Debts of the enterprise shall be settled in the following order:

  1. Unpaid amounts of wages, retrenchment allowances and social insurance premiums in accordance with law and other benefits of employees pursuant to the signed collective labor agreements and labor contracts;
  2. Outstanding tax;
  3. Other debts.

After paying all debts and costs of the dissolution of the enterprise, the remainder shall be divided to the owner of the private enterprise, among members and shareholders, or to the company owner in proportion to their capital contribution or share ownership ratios.

The at-law representative of the enterprise shall send a request for dissolution to the business registration agency within 5 working days after all debts of the enterprise are fully paid.

Procedures of enterprises dissolution:

Step 1: Disclose dissolution information of an enterprise

Enterprises must publicly posted decision on enterprise dissolution at its head office and branches and publish this decision on the National Enterprise Registration Portal.
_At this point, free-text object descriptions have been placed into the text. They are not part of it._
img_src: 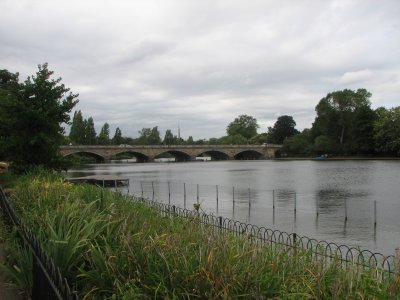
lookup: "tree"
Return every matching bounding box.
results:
[69,110,85,144]
[270,115,298,144]
[112,127,123,145]
[0,63,78,171]
[349,106,377,155]
[374,107,400,155]
[137,127,161,145]
[226,115,259,140]
[312,89,372,151]
[282,129,313,156]
[163,129,175,145]
[98,122,110,145]
[85,117,96,145]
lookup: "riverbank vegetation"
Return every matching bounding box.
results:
[1,172,399,299]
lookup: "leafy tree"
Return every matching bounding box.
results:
[249,133,268,144]
[219,134,248,145]
[270,115,298,144]
[186,136,194,144]
[282,129,313,156]
[312,89,372,151]
[163,129,175,145]
[112,127,123,145]
[98,122,110,145]
[69,110,86,144]
[137,127,161,145]
[85,117,96,145]
[374,107,400,155]
[226,115,259,139]
[0,64,78,171]
[349,106,377,155]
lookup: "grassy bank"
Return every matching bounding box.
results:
[1,172,399,299]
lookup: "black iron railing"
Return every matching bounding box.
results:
[130,195,397,279]
[0,187,79,300]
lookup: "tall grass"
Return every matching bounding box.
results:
[2,172,399,299]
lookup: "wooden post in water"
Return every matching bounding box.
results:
[273,190,275,211]
[294,192,297,215]
[248,188,251,207]
[168,182,171,205]
[374,200,377,228]
[316,197,319,217]
[344,198,348,222]
[197,184,199,205]
[216,185,219,215]
[183,183,186,209]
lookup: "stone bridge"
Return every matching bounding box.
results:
[59,144,282,162]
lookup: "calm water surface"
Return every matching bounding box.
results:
[66,160,400,255]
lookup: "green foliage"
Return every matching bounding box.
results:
[163,129,176,145]
[226,114,258,140]
[3,173,397,299]
[311,89,372,154]
[270,115,299,144]
[97,122,110,145]
[374,106,400,155]
[69,110,85,144]
[136,127,161,145]
[111,127,123,145]
[0,64,78,171]
[84,117,97,145]
[282,129,313,156]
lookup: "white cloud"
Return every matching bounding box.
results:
[1,0,399,139]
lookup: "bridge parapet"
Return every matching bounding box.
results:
[59,144,282,162]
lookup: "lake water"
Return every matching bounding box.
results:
[66,160,400,256]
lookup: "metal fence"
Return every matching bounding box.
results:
[127,193,398,279]
[0,187,79,300]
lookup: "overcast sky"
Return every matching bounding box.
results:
[1,0,399,140]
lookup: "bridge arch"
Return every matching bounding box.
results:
[154,150,192,162]
[234,149,264,160]
[195,150,230,160]
[112,150,150,162]
[62,151,106,163]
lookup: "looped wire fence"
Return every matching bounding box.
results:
[133,194,397,279]
[0,187,79,300]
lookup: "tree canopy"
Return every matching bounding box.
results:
[226,115,259,140]
[269,115,298,144]
[0,63,78,171]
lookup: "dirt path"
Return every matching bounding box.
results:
[0,243,21,300]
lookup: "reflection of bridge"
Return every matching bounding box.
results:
[60,144,282,162]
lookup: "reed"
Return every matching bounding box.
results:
[1,172,398,299]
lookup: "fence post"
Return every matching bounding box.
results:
[273,189,275,211]
[168,182,171,205]
[216,185,219,215]
[394,247,400,274]
[294,192,297,215]
[197,184,199,205]
[345,198,348,222]
[152,181,155,201]
[374,200,377,228]
[183,183,186,209]
[316,197,319,217]
[141,182,143,198]
[219,216,223,230]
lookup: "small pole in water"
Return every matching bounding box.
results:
[345,198,348,222]
[184,183,186,209]
[141,182,144,198]
[168,182,171,205]
[197,184,199,205]
[294,192,297,215]
[273,189,275,211]
[248,188,251,207]
[216,185,219,215]
[316,197,319,217]
[374,200,377,228]
[152,181,154,201]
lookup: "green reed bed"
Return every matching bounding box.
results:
[1,171,399,299]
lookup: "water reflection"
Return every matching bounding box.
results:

Step 2: Confirm the obligations at the customs office

After completing step 1, the enterprise will send an official dispatch to the General Department of Customs to confirm the customs obligations to dissolve the enterprise. Within 10-15 days the customs office will issue a notice of the status of the enterprise’s customs file.

Step 3: Procedures at the Tax Office

– Send a written request for dissolution to the Tax Department (enclosed with the notarized copy of the business registration certificate and tax registration certificate);

– Send an application for settlement of tax liability;

– Close the taxes owed;

– Pay fines (if any);

After obtaining tax debt certification from the Sub-departments of Taxation where the enterprise is located, the Tax Office decides to close enterprise tax codes.

Step 4: Procedures at the Business Registration Office

After receiving the decision to close tax codes, the enterprise will send the dossier to the Business Registration Office. It will issue a receipt of dissolution.

Step 5: Pay legal company seal

After receiving a receipt of dissolution from the Business Registration Office, the enterprise will send the dossier of paying legal company seal to the provincial-level police.

Step 6: Pay the Business Registration Certificate

The provincial-level police will make decision on cancelling the seal use value. The enterprise will send the decision on cancelling the seal use value to the Business Registration Office and wait for the final dissolution decision. (The Business Registration Office will decide to delete the enterprise’s name in order to complete dissolution procedures.).

A dissolution dossier of an enterprise includes:

Clause 1, Article 204 of Enterprise Law 2014 stipulates a dissolution dossier of an enterprise includes:

– A notification of the enterprise dissolution;

– A report on liquidation of the enterprise’s assets; a list of creditors and paid debts, including tax debts, outstanding social insurance contributions, and debts owed to employees after deciding the dissolution (if any);

– The seal and seal certificate (if any);

– The Certificate of Business registration.

Documents that enterprises need prepare:

– A notification of tax code disclosure;

– A notification of the enterprise dissolution;

– Confirmation of completion of customs procedures;

– Confirmation of bank account disclosure/ or commitments to not open any bank account before;

– The business registration certificate (original);

– Seal registration (original);

– Legal company’s seal;

– Dissolution dossier (Based on the information provided by enterprises, Siglaw will directly prepare a dissolution dossier and then transfer to enterprises to sign.)